Swapnil Bhartiya: We talked about the problem aspect of cloud waste. Let’s look at the solution side of it. Number one, I want to understand from you is that do you see any trend, any patterns where people are getting aware of it and they are making even if you know small steps towards reducing a cloud waste, or you feel that a lot of awareness is needed?
John Platt: So there’s definitely people making progress on this front. One thing we think is a really natural solution here is machine learning. So one of the reasons, even when people know that they’re over provisioned, one of the reasons that they don’t fix the problem is because it takes too much time to go around and have engineers manually right-size applications. With machine learning, you can watch a lot of the monitoring data coming out of these cloud platforms and you can actually automatically right-size. So people get all of the benefits without having to waste a lot of engineering time and then a lot of small wins add up to a lot of big savings.
Swapnil Bhartiya: Earlier you mentioned FinOps Foundation. Can you also talk about what is the role that FinOps Foundation is playing this space and how involved are you or StormForge is with that?
John Platt: Yeah, so the FinOps Foundation is a new movement trying to encourage people to start thinking about how they’re spending money in the cloud.
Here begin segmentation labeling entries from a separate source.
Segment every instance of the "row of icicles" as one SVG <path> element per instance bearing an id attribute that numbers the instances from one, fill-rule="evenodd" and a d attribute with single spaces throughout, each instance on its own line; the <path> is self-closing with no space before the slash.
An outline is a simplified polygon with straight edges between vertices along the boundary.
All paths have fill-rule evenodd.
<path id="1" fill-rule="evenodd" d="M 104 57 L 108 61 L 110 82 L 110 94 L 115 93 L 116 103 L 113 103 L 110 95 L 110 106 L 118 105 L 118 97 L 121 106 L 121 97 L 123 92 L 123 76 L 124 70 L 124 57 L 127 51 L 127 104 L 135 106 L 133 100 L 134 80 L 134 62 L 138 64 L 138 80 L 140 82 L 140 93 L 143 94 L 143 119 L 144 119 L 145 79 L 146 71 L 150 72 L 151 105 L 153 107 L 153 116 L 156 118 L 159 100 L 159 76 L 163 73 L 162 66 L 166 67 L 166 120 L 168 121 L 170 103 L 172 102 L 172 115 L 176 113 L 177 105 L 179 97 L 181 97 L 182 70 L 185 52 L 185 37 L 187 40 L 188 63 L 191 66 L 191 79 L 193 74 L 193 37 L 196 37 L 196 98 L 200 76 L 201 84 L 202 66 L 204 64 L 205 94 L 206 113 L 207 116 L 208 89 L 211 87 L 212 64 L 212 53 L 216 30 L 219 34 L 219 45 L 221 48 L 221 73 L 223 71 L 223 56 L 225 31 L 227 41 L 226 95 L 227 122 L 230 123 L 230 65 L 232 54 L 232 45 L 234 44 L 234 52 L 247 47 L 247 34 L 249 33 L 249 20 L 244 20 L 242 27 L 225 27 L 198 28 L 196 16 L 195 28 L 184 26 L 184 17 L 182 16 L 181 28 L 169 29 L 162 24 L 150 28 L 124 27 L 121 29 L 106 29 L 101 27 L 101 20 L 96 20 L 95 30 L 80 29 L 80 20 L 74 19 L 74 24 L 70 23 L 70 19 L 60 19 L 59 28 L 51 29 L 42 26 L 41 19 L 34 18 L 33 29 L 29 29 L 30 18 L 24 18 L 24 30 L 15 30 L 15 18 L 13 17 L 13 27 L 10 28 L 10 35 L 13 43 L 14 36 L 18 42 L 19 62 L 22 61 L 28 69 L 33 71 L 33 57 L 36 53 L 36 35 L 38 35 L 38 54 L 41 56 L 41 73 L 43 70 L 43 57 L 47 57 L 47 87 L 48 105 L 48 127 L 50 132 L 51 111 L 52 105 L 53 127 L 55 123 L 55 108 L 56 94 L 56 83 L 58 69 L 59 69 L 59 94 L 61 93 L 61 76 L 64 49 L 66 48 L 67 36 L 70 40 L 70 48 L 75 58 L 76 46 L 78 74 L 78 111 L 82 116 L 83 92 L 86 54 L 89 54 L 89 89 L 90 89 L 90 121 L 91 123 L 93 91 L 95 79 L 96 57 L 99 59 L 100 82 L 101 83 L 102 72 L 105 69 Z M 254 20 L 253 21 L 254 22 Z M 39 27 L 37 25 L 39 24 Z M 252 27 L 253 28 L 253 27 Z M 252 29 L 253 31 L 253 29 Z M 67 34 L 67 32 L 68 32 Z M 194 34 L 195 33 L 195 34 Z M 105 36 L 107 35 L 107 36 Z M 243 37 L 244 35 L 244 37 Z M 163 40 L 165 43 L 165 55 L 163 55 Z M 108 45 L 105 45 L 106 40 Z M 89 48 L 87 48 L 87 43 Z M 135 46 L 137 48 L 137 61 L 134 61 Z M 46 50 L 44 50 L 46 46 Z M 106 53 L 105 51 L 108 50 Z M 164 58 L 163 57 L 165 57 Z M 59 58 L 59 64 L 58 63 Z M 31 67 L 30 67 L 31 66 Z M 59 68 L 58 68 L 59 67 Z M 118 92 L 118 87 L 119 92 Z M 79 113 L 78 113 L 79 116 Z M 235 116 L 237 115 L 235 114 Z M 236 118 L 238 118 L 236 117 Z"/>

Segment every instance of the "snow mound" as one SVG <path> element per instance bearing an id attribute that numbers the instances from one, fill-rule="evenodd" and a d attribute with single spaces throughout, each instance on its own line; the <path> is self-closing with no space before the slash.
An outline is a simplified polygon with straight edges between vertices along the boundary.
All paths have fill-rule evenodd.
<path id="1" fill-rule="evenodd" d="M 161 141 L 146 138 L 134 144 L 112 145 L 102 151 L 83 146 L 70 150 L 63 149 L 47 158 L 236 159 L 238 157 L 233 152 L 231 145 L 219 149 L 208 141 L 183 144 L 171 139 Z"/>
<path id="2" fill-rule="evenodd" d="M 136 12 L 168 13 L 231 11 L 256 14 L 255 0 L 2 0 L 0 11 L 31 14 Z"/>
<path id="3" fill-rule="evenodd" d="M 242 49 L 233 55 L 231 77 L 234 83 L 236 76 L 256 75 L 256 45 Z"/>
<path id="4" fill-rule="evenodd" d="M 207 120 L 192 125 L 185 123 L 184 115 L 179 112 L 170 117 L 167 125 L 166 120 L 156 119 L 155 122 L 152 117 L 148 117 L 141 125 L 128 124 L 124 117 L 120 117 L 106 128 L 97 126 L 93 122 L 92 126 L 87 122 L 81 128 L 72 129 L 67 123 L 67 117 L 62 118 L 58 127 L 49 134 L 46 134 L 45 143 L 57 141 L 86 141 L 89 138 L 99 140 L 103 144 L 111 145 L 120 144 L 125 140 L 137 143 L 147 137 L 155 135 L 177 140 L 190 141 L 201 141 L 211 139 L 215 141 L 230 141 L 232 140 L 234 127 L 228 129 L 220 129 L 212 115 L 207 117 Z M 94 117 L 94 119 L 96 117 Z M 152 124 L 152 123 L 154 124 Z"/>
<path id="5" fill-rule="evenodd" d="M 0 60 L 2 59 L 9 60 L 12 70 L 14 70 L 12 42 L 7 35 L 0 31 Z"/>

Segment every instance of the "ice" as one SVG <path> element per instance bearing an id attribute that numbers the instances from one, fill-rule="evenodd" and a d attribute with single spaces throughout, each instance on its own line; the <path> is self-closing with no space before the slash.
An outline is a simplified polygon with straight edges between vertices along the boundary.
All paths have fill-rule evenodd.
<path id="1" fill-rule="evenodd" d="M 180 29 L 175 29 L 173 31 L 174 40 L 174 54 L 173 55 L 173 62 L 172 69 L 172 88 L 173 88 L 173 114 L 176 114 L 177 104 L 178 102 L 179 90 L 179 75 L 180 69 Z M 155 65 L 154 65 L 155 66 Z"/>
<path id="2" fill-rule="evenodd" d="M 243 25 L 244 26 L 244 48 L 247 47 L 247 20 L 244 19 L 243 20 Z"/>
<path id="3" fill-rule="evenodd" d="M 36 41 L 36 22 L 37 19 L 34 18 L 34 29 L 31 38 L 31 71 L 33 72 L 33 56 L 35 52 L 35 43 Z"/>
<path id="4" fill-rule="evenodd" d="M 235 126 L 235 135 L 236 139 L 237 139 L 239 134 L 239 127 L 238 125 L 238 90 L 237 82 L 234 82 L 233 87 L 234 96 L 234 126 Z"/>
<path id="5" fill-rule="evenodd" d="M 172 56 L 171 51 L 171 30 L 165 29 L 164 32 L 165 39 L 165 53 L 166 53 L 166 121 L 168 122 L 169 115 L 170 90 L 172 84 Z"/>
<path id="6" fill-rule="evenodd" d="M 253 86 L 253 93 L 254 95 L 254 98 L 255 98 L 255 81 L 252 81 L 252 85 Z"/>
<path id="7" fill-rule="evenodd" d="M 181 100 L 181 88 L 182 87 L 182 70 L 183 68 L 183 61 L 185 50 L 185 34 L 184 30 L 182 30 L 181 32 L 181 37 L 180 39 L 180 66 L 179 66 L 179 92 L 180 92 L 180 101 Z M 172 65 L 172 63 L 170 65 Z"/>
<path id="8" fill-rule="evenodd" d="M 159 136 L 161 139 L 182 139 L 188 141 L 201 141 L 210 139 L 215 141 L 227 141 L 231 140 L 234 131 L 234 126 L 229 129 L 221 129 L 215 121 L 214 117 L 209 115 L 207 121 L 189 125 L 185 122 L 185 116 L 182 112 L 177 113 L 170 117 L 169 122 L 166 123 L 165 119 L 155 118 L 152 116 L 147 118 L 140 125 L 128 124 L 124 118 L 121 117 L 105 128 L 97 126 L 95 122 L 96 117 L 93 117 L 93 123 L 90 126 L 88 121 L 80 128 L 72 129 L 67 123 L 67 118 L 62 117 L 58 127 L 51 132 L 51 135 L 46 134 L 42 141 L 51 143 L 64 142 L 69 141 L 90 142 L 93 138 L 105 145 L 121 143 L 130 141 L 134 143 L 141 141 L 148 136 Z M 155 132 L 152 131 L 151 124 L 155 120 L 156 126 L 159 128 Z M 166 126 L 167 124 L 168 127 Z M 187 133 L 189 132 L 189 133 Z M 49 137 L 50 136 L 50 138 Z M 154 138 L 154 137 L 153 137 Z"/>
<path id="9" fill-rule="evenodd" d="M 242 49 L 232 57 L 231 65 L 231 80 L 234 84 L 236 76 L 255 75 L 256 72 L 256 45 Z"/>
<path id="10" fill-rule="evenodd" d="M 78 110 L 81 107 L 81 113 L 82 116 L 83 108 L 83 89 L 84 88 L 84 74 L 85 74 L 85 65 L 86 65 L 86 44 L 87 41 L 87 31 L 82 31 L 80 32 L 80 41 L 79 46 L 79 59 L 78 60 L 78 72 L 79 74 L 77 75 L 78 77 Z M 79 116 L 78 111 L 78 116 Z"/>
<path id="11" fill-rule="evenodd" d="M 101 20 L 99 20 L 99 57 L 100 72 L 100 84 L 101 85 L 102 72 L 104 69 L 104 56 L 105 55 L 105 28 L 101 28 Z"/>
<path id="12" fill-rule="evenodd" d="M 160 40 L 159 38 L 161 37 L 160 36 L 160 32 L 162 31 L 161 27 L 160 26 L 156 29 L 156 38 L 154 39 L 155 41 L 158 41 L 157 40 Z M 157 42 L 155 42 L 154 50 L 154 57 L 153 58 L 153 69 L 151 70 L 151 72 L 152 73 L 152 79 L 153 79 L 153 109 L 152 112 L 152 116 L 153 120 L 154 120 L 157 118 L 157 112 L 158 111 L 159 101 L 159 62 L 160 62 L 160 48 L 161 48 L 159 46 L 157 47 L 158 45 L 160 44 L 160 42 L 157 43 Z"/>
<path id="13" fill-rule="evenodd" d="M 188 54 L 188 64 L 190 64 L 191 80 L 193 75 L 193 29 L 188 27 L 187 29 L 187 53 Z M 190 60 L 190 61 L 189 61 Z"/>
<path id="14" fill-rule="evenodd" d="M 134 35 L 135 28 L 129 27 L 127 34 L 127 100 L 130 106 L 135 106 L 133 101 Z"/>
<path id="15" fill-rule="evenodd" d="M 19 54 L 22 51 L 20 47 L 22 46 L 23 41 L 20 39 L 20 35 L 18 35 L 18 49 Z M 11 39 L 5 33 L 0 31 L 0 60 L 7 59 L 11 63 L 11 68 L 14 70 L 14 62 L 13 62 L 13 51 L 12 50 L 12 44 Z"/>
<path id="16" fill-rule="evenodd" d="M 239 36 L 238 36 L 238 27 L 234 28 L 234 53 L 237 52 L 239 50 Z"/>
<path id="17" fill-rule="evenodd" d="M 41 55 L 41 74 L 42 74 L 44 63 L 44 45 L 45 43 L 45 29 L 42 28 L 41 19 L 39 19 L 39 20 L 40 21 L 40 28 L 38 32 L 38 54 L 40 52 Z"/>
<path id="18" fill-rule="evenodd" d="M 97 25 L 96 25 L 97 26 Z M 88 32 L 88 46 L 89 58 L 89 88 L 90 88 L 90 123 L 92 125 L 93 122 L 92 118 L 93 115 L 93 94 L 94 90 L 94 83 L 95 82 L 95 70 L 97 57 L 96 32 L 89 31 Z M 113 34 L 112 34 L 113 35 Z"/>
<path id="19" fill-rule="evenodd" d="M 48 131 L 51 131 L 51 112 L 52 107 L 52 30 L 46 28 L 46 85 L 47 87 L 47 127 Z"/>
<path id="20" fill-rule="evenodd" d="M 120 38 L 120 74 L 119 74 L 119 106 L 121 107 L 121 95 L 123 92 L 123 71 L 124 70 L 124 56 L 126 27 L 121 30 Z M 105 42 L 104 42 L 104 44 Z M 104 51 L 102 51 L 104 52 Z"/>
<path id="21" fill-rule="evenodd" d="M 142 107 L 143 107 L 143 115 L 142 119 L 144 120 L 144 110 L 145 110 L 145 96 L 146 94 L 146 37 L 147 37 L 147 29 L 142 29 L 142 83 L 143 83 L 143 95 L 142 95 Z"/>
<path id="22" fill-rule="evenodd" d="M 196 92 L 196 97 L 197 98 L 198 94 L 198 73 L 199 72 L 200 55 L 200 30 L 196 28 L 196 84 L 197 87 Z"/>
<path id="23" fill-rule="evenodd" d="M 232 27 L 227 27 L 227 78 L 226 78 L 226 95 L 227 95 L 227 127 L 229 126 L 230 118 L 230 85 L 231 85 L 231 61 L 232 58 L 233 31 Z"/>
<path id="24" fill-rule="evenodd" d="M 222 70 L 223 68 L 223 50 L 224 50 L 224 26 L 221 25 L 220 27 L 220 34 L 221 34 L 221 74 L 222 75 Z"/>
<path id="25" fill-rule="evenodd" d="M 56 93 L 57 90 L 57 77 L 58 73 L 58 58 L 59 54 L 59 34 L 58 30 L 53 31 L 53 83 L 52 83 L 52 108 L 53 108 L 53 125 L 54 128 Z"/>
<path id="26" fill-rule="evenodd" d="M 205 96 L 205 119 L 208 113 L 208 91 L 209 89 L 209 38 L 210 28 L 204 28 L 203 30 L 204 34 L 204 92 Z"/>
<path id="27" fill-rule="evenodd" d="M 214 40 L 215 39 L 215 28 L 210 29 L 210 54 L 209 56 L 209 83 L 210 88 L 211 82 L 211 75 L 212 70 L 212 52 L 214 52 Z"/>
Rather than it being just people spin them up and then never go back and check was it a worthwhile investment, actually encouraging people to regularly understand what they’re spending, see if that makes sense, see where they can save money, and just making it part of continuously sort of optimizing costs, rather than just waiting and getting a huge bill at the end of the month, the quarter, the year.
Swapnil Bhartiya: Before we wrap this up, I think very, very timely question is that because of this pandemic, a lot of users are rushing towards cloud, digital transformation has been accelerated, which I’m pretty sure will also lead to more cloud waste. Do you see any spike in cloud waste in coming time or do you think that these users are already well aware a lot of education is going on there? StormForge is coming out with support that will help them. What kind of trends do you see in future?
John Platt: So the trends I see are the following. So first of all the drivers of cloud waste aren’t going away. These cloud platforms will always be complex. They’ll always be hard to run on and the on-demand nature will always mean it’s easy to spend a lot of money very quickly. With the move towards the cloud, public cloud is only growing. It means cloud waste will also only grow. 75% of people realize that this is a major problem in their enterprise, and everyone expects their cloud spend to grow. So with the core drivers staying the same and the sort of industry trends moving towards the public cloud, this is a big problem which will only get bigger.
Swapnil Bhartiya: Awesome, John. Thank you so much for taking time out today to talk about this report and also kind of deep dive into the very serious problem of cloud waste and the solutions that are there. I love this conversation and I would love to have you back on the show. Once again, thank you.
John Platt: Thanks for having me I’d love to come back.